M1 (float, complex) – Mass of the first particle.
M2 (float, complex) – Mass of the second particle.
- Returns:
q – The same shape as input s.
- Return type:
array_like
Notes
The CMS momentum is defined as
\[q(s, M_1, M_2) = \frac{1}{2}\sqrt{\frac{\lambda(s, M_1^2, M_2^2)}{s}},\]where \(\lambda(s, M_1^2, M_2^2)\) is the Källén triangle function.
Examples
>>> import numpy as np >>> import matplotlib.pyplot as plt >>> from dispersionrelations.kinematics import momentum_cms >>> M1 = 0.3 >>> M2 = 0.5 >>> E_plot = np.linspace(M1+M2, 2, 500) >>> s_plot = E_plot**2 >>> plt.plot(E_plot, momentum_cms(s_plot, M1, M2))
- dispersionrelations.kinematics.phase_space_twobody(s, M1, M2)[source]#
Phase space function for a two-particle system.
- Parameters:
s (array_like) – Four-momentum squared of the two-body system.
M1 (float, complex) – Mass of the first particle.

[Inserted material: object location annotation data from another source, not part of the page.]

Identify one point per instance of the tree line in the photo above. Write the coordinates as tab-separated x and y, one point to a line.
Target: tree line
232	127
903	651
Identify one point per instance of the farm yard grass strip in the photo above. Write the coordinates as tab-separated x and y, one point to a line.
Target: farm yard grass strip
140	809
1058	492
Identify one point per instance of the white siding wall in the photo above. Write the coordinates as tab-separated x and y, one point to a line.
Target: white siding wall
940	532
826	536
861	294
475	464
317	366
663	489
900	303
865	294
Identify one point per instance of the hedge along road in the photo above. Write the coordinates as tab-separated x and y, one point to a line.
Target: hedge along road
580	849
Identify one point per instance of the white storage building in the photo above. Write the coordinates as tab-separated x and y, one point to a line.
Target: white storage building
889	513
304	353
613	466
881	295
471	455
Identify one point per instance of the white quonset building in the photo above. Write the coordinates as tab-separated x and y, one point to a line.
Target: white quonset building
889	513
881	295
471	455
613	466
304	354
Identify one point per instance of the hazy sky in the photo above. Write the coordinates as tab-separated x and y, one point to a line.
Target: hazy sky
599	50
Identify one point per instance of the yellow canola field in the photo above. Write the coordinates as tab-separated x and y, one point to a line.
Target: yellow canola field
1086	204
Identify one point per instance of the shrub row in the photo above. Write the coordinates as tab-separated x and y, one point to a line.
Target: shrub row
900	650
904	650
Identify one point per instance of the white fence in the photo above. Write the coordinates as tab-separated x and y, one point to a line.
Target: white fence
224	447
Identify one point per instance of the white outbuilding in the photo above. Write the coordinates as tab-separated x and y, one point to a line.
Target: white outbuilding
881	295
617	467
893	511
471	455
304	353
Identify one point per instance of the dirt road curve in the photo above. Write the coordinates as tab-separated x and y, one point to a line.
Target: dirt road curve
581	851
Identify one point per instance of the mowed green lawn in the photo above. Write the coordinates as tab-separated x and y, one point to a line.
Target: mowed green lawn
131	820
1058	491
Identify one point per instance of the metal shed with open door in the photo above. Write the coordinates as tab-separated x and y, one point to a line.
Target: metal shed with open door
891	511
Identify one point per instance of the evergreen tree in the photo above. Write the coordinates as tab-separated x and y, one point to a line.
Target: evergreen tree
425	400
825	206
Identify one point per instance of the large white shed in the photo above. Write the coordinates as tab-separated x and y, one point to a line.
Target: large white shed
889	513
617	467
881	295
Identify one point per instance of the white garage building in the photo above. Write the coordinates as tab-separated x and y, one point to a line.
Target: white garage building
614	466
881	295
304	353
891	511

M2 (float, complex) – Mass of the second particle.
- Returns:
ρ – The same shape as input s.
- Return type:
array_like
Notes
The phase space function is defined as
\[\rho(s, M_1, M_2) = \frac{1}{16\pi}\frac{2q}{\sqrt{s}} = \frac{1}{16\pi}\frac{\sqrt{\lambda(s, M_1, M_2)}}{s},\]where \(q\) is the CMS momentum of the particles.
Examples
>>> import numpy as np >>> import matplotlib.pyplot as plt >>> from dispersionrelations.kinematics import phase_space_twobody >>> M1 = 0.3 >>> M2 = 0.5 >>> E_plot = np.linspace(M1+M2, 2, 500) >>> s_plot = E_plot**2 >>> plt.plot(E_plot, phase_space_twobody(s_plot, M1, M2))